Ideally users should not have access to any external locations outside of the SRCP to avoid the risk of data being taken out (either on purpose or accidentally) without it first undergoing checks to ensure it doesn’t container personal information. Without these restrictions users could easily remove files, for example by uploading them to Google Drive. Other sites that could have a legitimate use can allow data to leave, for example Github. There is a route for bringing files in and out of the SRCP where they are checked by a Data Manager.

However, a balance may be struck where access to certain locations may reduce the amount of checking (and hence increase speed of ingress) while not significantly increase the risk of data being removed from the SRCP without being checked. In these risk-assessed cases, we refer to the location being white-listed. A specific example is the CRAN (Comprehensive R Archive Network) hosted by Bristol University. The CRAN is a network of ftp and web servers around the world that store identical, up-to-date, versions of code and documentation for R. Access to the CRAN allows users to install a vast range of statistical packages that are frequently used in science. Therefore it is convenient to allow users to install R packages from the CRAN themselves, rather than having to wait for a Data Manager to import a package archive and having a more complicated installation. CRAN sites don’t host the mechanism for submitting new packages, thus there is no route to be able to push data to the CRAN. New packages are created by submitting code for peer review, which also reduces the chances of malicious content appearing on the CRAN.

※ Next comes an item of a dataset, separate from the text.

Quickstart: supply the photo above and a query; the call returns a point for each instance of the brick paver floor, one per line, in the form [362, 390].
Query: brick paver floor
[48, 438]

Conversely, pypi.org, which hosts Python packages that can be downloaded with Pip, allows users to upload new packages. Therefore even though this location might be useful for users wanting to download packages themselves, it is blocked to avoid data being taken out in packages. Often Python packages can be obtained via Conda, which does provide the ability to upload.

If users have complex software requirements but a location can’t be whitelisted, an option is for them to build their environment in a container outside of the SRCP. For example, they may require a package that has a large number of dependencies, making it impractial for a Data Manager to bring them in manually. This gives the flexibility to install whatever is required, before the container is scanned and brought into the SRCP.

Note that the whitelisting is done by IP address rather than domain name. Care is needed because if two domains point to the same IP address, if one domain is whitelisted, the IP address can be accessed (this was the case with pypi.org and pythonhosted.org).

A set of considerations for whether a location should be whitelisted might include:

1. How many users need access to the location? If it is a small number for a finite project, access could be given for the duration of the project and then removed. Equally if only a few users require it, a manual approach might be possible.

2. Can you find a way to upload data to the location? For example if you can submit your own package. Note that often APIs offer an upload method, but this actual returns a separate cloud storage location (e.g. on AWS) where the file should be uploaded to. Thus since AWS blocked, an upload is not actually possible.

3. Could the environment be built in a container and brought into SRCP after scanning?

4. How trustworthy is the location? If it hosts packages, do they undergo peer review which would give some reassurance that malicious code might not be hidden in a package?